Dataflow pipeline consumes from Pub/Sub using sliding windows (5-minute window, 1-minute slide) to aggregate sensor readings. We calculate statistical features: mean, std deviation, rate of change, and cross-sensor correlations. Watermark delay is set to 30 seconds to handle network latency from factory floor devices.
ML-based Anomaly Detection:
Our Vertex AI model is a gradient boosting classifier trained on 18 months of labeled data (847 actual failure events). Features include 15-minute rolling statistics across all sensor types. Model achieves 89% precision and 82% recall on validation set.
For real-time inference, Dataflow calls a Cloud Function hosting the deployed model after each window aggregation. The function returns failure probability (0-1) and predicted time-to-failure. We trigger alerts when probability exceeds 0.75 for critical equipment or 0.85 for non-critical.
Automated ERP Work Order Creation:
This required careful design to avoid overwhelming the ERP system. When anomaly detection triggers an alert, we:
- Write alert details to Firestore (equipment_id, failure_probability, predicted_failure_time, sensor_readings)
- Cloud Function evaluates alert against business rules (maintenance history, existing work orders, equipment priority)
- If work order needed, publish to Cloud Tasks queue with priority-based delay (critical=immediate, high=5min, medium=30min)
- Background worker consumes from Cloud Tasks, calls ERP REST API to create maintenance work order
- ERP API returns work_order_id, which we store in Firestore linked to the alert
The Cloud Tasks queue provides rate limiting (max 50 API calls/minute to ERP) and automatic retries with exponential backoff. Idempotency keys prevent duplicate work orders during retries.
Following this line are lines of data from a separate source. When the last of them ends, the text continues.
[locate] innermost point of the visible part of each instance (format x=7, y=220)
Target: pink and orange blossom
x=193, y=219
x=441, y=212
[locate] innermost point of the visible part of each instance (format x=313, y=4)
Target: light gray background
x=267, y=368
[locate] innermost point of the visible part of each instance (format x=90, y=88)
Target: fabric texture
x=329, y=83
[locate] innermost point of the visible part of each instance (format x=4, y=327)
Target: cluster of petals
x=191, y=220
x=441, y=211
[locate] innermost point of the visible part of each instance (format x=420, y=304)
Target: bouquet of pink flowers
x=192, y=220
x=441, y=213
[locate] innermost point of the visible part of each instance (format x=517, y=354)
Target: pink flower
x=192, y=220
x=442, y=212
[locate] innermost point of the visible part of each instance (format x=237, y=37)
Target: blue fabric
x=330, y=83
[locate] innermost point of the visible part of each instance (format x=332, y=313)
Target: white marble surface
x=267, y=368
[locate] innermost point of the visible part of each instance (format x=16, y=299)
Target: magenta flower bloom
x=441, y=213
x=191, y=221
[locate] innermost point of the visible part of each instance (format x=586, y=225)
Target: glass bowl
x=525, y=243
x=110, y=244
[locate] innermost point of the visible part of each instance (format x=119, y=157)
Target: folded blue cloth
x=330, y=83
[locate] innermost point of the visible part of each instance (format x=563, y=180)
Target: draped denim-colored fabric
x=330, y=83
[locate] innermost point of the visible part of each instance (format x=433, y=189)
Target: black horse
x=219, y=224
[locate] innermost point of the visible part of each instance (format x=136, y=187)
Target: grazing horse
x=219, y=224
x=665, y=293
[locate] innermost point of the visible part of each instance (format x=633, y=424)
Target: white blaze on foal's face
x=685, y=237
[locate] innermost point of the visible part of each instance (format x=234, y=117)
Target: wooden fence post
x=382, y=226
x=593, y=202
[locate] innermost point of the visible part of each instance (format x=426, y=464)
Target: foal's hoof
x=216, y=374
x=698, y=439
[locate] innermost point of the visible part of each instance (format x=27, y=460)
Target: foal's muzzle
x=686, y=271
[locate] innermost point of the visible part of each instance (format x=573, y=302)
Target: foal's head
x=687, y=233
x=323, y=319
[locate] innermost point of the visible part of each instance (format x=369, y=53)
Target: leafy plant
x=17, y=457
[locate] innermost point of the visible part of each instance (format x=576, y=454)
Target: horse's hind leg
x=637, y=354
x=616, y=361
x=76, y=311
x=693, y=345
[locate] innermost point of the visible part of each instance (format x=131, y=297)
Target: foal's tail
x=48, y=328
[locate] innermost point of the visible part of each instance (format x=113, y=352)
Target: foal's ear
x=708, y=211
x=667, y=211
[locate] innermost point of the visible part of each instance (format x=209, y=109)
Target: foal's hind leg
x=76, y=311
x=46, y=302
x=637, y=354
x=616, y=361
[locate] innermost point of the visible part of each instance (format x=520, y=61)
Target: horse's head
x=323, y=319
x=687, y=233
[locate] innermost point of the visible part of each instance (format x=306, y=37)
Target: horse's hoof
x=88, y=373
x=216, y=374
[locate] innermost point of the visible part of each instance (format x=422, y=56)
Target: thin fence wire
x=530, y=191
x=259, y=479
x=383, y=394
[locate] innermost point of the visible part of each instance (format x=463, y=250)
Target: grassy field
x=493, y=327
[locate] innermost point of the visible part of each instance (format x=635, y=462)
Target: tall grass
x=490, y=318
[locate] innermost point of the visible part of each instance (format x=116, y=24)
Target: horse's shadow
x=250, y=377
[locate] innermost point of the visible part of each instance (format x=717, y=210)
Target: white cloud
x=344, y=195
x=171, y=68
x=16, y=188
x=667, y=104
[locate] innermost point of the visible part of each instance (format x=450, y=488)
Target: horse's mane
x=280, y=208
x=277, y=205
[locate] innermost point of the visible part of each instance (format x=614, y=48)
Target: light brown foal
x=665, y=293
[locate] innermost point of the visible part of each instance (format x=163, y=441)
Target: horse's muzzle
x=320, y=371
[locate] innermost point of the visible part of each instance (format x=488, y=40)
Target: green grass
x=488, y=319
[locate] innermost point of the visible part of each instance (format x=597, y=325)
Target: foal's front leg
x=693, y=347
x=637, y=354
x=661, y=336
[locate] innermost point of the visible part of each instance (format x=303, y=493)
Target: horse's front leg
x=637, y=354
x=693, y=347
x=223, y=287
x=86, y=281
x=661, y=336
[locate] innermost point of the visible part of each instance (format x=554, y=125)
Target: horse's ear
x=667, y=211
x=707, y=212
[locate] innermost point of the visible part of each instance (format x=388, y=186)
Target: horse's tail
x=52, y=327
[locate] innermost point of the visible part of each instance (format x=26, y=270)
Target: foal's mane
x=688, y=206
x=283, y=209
For prioritization, we assign scores based on: equipment criticality (1-10), failure probability (0-1), impact on production line (boolean), and current maintenance backlog. High-priority equipment gets immediate work orders; lower priority batches into scheduled maintenance windows.
Results After 4 Months:
- Unplanned downtime reduced from avg 8.2 hours/week to 2.1 hours/week (73% reduction)
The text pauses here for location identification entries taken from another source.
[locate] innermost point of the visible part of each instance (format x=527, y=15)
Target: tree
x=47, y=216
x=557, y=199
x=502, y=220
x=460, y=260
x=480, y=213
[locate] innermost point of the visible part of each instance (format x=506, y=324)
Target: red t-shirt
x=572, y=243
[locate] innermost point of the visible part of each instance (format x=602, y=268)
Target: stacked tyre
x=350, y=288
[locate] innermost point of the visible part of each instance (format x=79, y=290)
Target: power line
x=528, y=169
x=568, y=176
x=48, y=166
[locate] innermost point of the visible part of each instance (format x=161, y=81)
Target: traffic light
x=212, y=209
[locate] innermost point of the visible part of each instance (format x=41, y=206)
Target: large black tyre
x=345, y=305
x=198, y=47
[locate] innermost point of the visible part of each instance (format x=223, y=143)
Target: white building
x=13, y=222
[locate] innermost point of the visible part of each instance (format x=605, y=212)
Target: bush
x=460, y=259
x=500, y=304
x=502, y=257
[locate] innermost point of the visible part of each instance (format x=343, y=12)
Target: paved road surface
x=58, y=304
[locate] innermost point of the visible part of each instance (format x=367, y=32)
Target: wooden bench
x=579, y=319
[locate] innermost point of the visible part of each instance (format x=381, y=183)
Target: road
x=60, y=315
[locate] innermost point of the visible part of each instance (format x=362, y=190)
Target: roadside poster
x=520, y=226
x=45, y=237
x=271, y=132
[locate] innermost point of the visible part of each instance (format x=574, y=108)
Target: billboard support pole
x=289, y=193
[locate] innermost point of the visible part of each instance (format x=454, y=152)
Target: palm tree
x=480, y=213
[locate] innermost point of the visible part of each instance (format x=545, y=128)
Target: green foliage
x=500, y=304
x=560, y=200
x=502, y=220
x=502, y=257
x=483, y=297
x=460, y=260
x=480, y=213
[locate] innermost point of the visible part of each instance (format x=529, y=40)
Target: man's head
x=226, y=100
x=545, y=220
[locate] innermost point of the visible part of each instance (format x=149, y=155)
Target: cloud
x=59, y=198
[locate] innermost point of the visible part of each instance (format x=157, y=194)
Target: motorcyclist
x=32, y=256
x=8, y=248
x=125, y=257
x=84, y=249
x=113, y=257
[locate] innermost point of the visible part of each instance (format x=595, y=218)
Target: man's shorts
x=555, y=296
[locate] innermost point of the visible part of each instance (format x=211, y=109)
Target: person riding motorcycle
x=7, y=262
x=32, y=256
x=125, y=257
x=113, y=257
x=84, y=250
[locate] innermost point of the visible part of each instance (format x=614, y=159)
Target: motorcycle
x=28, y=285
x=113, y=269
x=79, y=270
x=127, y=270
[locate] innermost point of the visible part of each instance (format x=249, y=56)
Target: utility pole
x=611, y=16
- Maintenance costs down 28% (fewer emergency repairs, better parts inventory planning)
- 156 equipment failures predicted and prevented
- False positive rate: 12% (acceptable given cost of missed failures)
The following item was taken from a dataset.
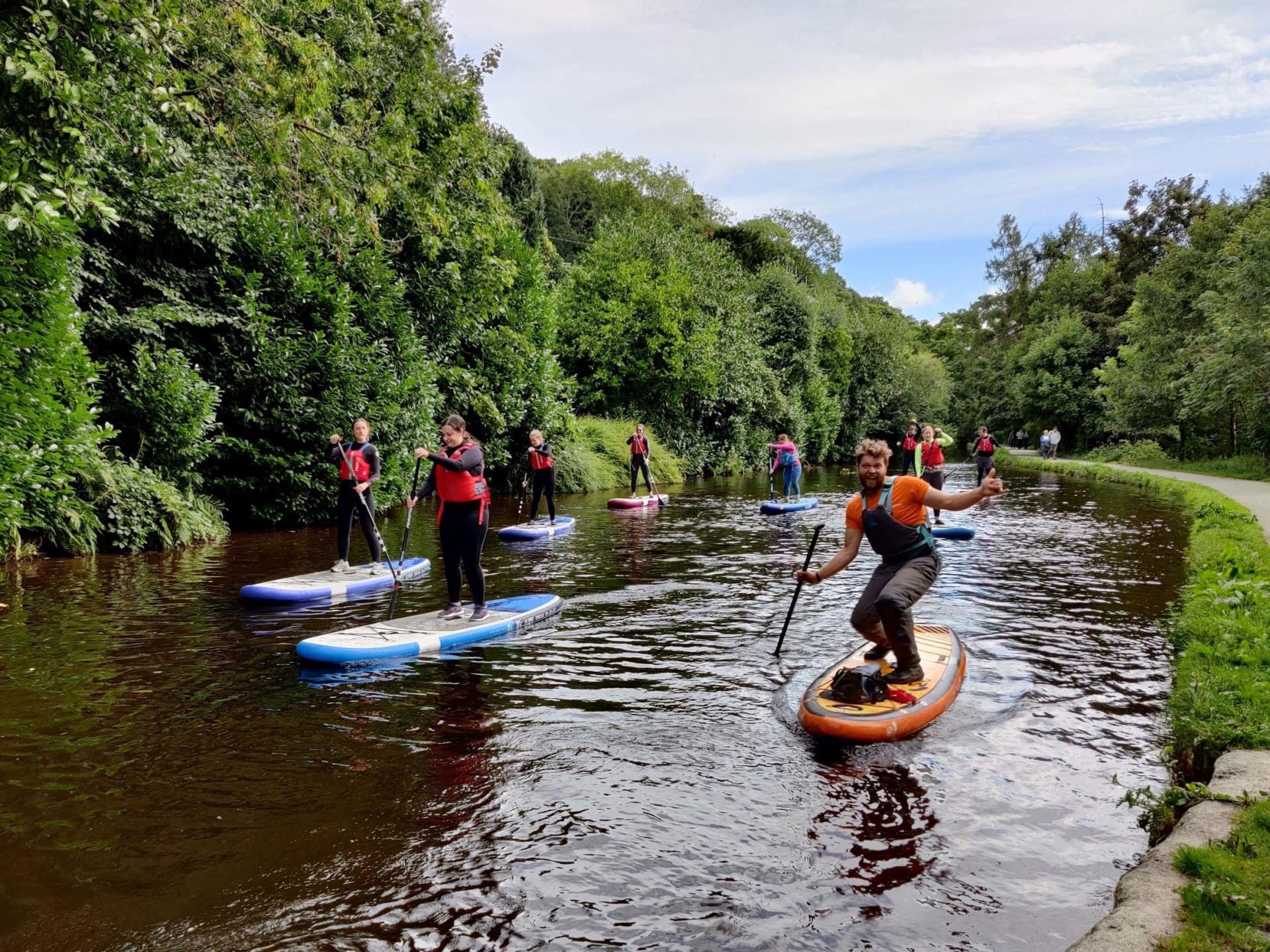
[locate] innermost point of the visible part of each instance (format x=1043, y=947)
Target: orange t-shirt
x=907, y=498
- Average prediction lead time: 31 hours before actual failure
Key Lessons:
- Start with high-value equipment for initial deployment - we began with 12 critical machines before scaling to 180
- Invest heavily in data quality - garbage sensor data produces garbage predictions
- Build feedback loops - maintenance technicians can mark false positives, which retrains the model monthly
- Don’t underestimate ERP integration complexity - budget 40% of project time for this piece
- Monitor end-to-end latency religiously - we alert if sensor-to-work-order time exceeds 10 minutes
Happy to answer specific technical questions about any component. The streaming ingestion and ML pieces were straightforward compared to the ERP integration and change management aspects.